One problem support is seeing is multiple CPUs on the same machine don’t have a sync’ed RDTSC. Some of these are known manufacture issues but many times it is expected behavior. The biggest problem with determing this is that it is difficult to obtain the RDTSC values from all CPUs as the same time. You can create threads and affinitize on each CPU and then signal them all to run at one time but you are limited by the scheduling of the operating system dispatcher. There is no easy way to achieve the RDTSC in a synchronized way across all CPUs or CPUs in a group such as a NUMA node. Because of this utilities looking for drift often report some level of drift that would be considered noise.

SQL Server uses the SchedulerMonitor thread to monitor the health of the schedulers. There is a SchedulerMonitor per NUMA Node so it is possible that the RDTSC is significantly different on different nodes but SQL Server won’t report this (take a cable connected NUMA system as an example). SQL Server only reports DRIFT states within the same node.

Comments

  • Anonymous
    June 20, 2007
    I am facing the exact same problem in my environment (SQL Server 2005 SP2, IA64 montecito, Windows 2003 SP1, and SAP application) where I got the message 'The time stamp counter of CPU on scheduler id 4 is not synchronized with other CPUs' in SQL Server 2005's ERRORLOG. I changed the power scheme, enable SQL Server Processor Affinity and the error message did not appear for 2 days. However, I checked the ERRORLOG again today and found out that the error exists. Is it possible that processor instability is caused by other applications instead of SQL (since the processor affinity has been set)?
  • Anonymous
    August 19, 2007
    I posted some updates to my blog entry about the RDTSC and drift warnings in May.
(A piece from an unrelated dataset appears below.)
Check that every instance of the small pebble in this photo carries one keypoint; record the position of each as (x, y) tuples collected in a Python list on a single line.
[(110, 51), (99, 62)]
See the following link
  • Anonymous
    February 01, 2008
    Author: Robert Dorr, Keith Elmore, Lindsey Allen Introduction Have you ever asked the question: “If
  • Anonymous
    November 07, 2008
    For the above issue,how do i configure affinity mask and affinity I/O mask if i have 8 processors.
  • Anonymous
    December 16, 2008
    Many of you have encountered the RDTSC timing variances that I outlined in an earlier blog post:  
  • Anonymous
    December 17, 2008
    I recently posted about the availability of SQL Server 2005 SP3. I have a bit more information about
  • Anonymous
    January 23, 2009
    FYI... we have encountered this on 2 different servers when we attempted to create a linked server via the GUI in SQL Server Management Studio to different Oracle databases. Both servers' power schemes were set to "On Always" and that didn't make a difference. When we created the linked servers using SQL scripts, there was no issues.